Si l'école s'est bien entendu ouverte à la dimension des nouvelles technologies il est exact qu'elle l'a fait de manière beaucoup moins massive que le monde de l'entreprise ou de l'administration.
Au delà de ce constat, je suis d'accord avec vous pour dire que les nouvelles technologies ne sont que des outils pédagogiques. Mais, je tire de toutes les discussions que j'ai eues avec de très nombreux enseignants, que l'école française est actuellement en difficulté et qu'il faut avoir le courage de lire son recul dans les classements internationaux (22e place sur 62 au classement du Programme International pour le Suivi des Acquis des étudiants).
A mon avis, les racines de ce recul sont à chercher dans l'hétérogénéité croissante des classes françaises. Le défi pédagogique du moment est de répondre à cette hétérogénéité. Il y a là une véritable politique publique à construire autour de cet objectif (réforme du collège unique...) mais il est clair qu'il y a aussi un défit pédagogique à relever et qu'une partie de la réponse sera dans la mobilisation des nouvelles technologies pour la personnalisation de l'enseignement.
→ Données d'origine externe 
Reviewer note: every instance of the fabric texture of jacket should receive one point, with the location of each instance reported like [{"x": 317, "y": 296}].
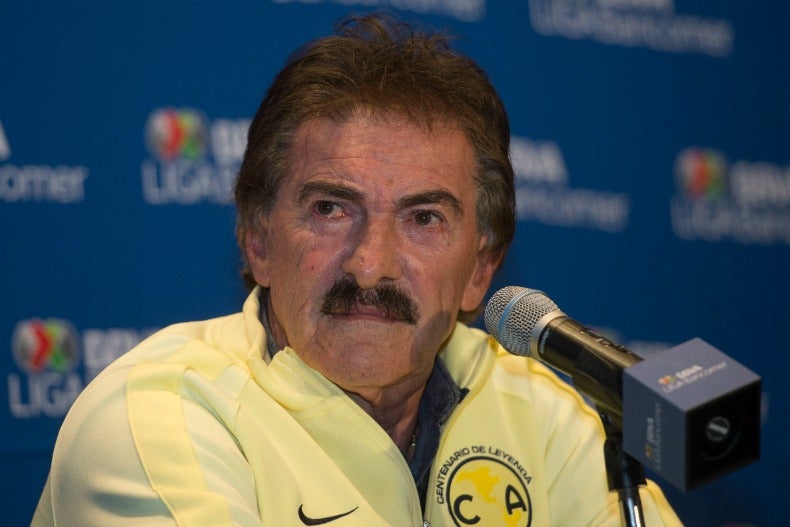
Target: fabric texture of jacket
[{"x": 199, "y": 426}]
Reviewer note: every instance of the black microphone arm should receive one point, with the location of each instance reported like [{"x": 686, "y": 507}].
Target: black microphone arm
[{"x": 526, "y": 322}]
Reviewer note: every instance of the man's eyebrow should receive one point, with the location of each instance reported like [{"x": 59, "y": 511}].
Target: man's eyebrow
[
  {"x": 328, "y": 189},
  {"x": 432, "y": 197}
]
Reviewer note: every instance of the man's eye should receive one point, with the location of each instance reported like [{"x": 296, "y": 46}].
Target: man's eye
[
  {"x": 327, "y": 208},
  {"x": 425, "y": 218}
]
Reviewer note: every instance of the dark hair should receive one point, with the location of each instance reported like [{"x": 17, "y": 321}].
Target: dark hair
[{"x": 378, "y": 65}]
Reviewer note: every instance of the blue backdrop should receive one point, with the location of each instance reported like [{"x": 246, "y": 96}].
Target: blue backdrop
[{"x": 650, "y": 142}]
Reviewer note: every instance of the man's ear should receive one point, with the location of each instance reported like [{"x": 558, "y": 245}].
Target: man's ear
[
  {"x": 255, "y": 246},
  {"x": 480, "y": 280}
]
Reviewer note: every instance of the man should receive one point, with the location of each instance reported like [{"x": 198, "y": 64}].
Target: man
[{"x": 375, "y": 203}]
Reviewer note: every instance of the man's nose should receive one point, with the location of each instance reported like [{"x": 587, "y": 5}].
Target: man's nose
[{"x": 374, "y": 255}]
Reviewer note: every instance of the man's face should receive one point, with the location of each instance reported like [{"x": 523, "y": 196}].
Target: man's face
[{"x": 371, "y": 248}]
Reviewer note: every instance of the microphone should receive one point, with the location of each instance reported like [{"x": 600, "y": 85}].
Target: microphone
[
  {"x": 690, "y": 413},
  {"x": 526, "y": 322}
]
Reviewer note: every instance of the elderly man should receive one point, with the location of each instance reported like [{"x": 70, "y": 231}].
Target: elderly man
[{"x": 375, "y": 203}]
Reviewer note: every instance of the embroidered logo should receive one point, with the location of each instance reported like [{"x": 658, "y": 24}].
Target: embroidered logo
[
  {"x": 307, "y": 520},
  {"x": 484, "y": 486}
]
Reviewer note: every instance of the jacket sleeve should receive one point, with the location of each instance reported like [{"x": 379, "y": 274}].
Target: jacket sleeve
[{"x": 150, "y": 454}]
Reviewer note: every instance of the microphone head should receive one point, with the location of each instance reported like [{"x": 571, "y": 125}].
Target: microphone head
[{"x": 515, "y": 318}]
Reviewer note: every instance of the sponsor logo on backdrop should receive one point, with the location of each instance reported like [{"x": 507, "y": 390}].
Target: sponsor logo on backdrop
[
  {"x": 543, "y": 194},
  {"x": 39, "y": 183},
  {"x": 745, "y": 202},
  {"x": 485, "y": 485},
  {"x": 466, "y": 10},
  {"x": 651, "y": 24},
  {"x": 48, "y": 353},
  {"x": 193, "y": 160}
]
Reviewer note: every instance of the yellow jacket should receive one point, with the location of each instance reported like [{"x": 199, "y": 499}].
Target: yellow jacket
[{"x": 198, "y": 426}]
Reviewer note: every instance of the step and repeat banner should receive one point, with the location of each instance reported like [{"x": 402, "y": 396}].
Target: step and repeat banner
[{"x": 650, "y": 141}]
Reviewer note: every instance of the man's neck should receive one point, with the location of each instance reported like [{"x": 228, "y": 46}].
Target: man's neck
[{"x": 394, "y": 411}]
Alors bien sûr il ne s'agit pas de confondre disponibilité de l'information et appropriation de l'information, vous avez raison là dessus. Mais prenez une matière, pour illustrer notre débat : que faut-il aujourd'hui apprendre en histoire ? Êtes-vous si certain qu'il faille apprendre la date de la bataille de Marignan alors qu'elle sera accessible à partir de n'importe quel smartphone en quelques clics?
Bien entendu, il y a des équilibres à respecter entre les temps de vie scolaire collective pour réussir la socialisation de nos enfants et ceux qui seront personnalisés pour répondre au défi de l’hétérogénéité des classes.
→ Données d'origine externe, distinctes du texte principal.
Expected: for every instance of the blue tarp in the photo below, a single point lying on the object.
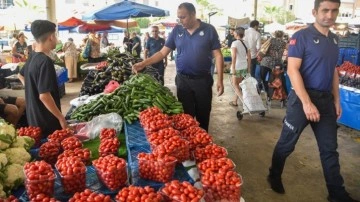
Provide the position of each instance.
(124, 10)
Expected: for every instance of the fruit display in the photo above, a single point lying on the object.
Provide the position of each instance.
(181, 191)
(111, 170)
(349, 75)
(156, 167)
(136, 94)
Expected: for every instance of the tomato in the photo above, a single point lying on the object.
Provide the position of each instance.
(141, 194)
(40, 179)
(111, 170)
(181, 191)
(156, 167)
(88, 195)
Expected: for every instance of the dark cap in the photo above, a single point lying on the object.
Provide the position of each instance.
(41, 27)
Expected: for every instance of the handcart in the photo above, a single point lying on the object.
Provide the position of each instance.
(251, 99)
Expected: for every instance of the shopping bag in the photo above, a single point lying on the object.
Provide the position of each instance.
(264, 48)
(87, 50)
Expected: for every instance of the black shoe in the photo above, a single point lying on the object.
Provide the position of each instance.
(276, 184)
(345, 198)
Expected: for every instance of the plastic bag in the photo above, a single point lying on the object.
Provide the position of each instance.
(93, 128)
(111, 86)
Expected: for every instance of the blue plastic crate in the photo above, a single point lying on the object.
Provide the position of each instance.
(92, 182)
(352, 55)
(62, 77)
(136, 142)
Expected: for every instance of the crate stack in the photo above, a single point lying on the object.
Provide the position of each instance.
(349, 95)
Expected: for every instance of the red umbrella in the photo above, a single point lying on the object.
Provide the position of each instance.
(93, 28)
(72, 22)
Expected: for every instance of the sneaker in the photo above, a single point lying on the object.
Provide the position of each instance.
(276, 184)
(345, 198)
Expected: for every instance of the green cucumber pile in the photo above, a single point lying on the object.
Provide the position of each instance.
(138, 93)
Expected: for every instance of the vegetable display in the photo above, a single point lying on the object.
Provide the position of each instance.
(181, 191)
(40, 180)
(156, 167)
(349, 75)
(142, 194)
(111, 170)
(139, 92)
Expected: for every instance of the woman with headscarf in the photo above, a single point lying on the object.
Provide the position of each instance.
(71, 58)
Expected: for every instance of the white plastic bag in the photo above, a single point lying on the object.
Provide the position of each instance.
(93, 128)
(251, 99)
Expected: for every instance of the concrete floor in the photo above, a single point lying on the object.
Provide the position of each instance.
(250, 143)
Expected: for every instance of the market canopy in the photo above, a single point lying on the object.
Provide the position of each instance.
(125, 10)
(71, 22)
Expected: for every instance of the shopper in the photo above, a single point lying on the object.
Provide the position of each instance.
(241, 60)
(313, 53)
(95, 48)
(153, 45)
(253, 38)
(12, 108)
(272, 57)
(196, 42)
(71, 58)
(19, 49)
(39, 77)
(136, 45)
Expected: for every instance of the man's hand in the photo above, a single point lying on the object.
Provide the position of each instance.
(63, 123)
(220, 88)
(338, 110)
(138, 67)
(311, 112)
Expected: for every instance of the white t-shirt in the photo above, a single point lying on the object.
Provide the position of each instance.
(241, 55)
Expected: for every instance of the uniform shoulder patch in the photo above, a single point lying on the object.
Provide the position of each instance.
(292, 42)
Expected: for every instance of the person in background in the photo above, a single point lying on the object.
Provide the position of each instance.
(126, 42)
(19, 49)
(136, 45)
(230, 37)
(253, 38)
(104, 40)
(12, 108)
(153, 45)
(196, 43)
(240, 62)
(39, 78)
(13, 40)
(95, 48)
(71, 57)
(271, 58)
(146, 38)
(314, 100)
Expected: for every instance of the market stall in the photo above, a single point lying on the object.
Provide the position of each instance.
(349, 73)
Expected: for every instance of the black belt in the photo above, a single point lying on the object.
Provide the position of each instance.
(187, 76)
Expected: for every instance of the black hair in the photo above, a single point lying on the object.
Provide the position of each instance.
(254, 23)
(188, 6)
(318, 2)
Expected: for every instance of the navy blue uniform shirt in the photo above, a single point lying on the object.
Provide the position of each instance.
(319, 54)
(154, 45)
(194, 52)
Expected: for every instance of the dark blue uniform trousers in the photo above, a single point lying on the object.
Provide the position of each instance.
(325, 133)
(195, 94)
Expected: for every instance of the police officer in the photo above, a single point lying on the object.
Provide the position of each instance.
(313, 53)
(153, 45)
(196, 43)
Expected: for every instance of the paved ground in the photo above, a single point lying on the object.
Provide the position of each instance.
(250, 143)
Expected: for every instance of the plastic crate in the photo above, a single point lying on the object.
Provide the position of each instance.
(352, 55)
(62, 77)
(62, 90)
(352, 41)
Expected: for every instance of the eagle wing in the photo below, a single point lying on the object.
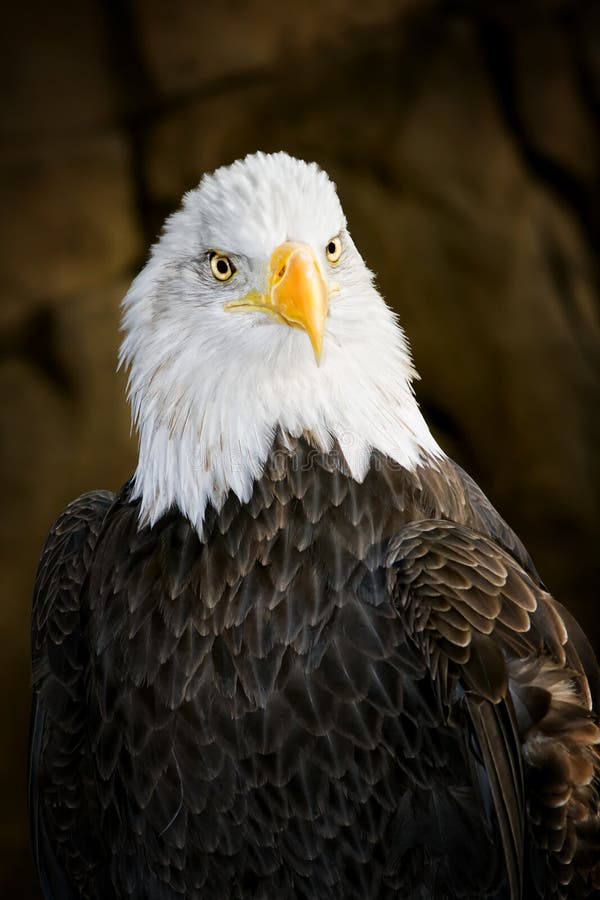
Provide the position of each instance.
(501, 651)
(58, 664)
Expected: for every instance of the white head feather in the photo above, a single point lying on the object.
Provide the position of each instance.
(210, 388)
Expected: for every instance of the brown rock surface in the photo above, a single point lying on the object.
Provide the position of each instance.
(465, 149)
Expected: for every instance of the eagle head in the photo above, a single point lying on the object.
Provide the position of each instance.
(256, 318)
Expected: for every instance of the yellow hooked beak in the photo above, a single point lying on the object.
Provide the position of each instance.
(296, 294)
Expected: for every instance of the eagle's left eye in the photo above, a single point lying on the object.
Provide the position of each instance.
(221, 266)
(333, 250)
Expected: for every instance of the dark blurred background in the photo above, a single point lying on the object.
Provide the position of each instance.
(464, 138)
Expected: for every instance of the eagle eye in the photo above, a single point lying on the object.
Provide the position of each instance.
(221, 266)
(333, 250)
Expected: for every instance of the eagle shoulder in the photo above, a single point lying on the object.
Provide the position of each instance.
(500, 649)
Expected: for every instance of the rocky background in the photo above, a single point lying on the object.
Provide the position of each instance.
(464, 138)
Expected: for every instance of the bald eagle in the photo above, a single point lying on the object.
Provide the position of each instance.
(299, 654)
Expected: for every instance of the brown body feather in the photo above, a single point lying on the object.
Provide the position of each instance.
(342, 691)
J'attends de tous ceux qui aiment l'école et qui se mobilisent pour elle qu'ils mettent sur la table des projets à la hauteur des défis de notre école.
Je vous remercie pour cet échange particulièrement intéressant sur l’avenir de l’Education Nationale. J’espère organiser bientôt un débat citoyen sur ce sujet et je ne manquerai pas de vous y convier.